携帯、ピッチ、ポケベルの時代を生きた私だからこそ理解できるのよ。
中学生の頃にハマったポケベル入力文字じゃないのさ、ウフッ。
「東狐、ポケベルって知ってる」
「知らない」
即答かよ、まあ仕方ないか。
「ポケベルは今の携帯みたいに同じ機種どうしでメッセージを送受信出来る端末機の事よ」
「そっ、で何か解ったの」
それだけ…まあ、いっか。
って事は、この数字を文字にすると、Subが…(に く し お ま え)えっ。
何これ。
ほ、本文が(みつけた かならず のろいころす)
私の表情を読み取ったのか、先程までゆるんでいた東狐の顔が引き締まる。
「ねえ、母ちゃん。

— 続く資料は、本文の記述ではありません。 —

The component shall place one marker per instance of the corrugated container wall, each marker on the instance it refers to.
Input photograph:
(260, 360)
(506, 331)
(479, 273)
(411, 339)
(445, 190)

何か解ったんなら教えて…」
東狐の表情は真剣そのものだった。
私は何も言わず、メモ用紙に次のように書き加えた。
522332157114
にくしおまえ
724324412151913304559512259533
みつけた かならず のろいころす
と。それを見た東狐は、メモを手にすると下唇を噛み、チッと言い放つと家を飛び出した。
勿論孟知も一緒に…
一番大切な友達の為に。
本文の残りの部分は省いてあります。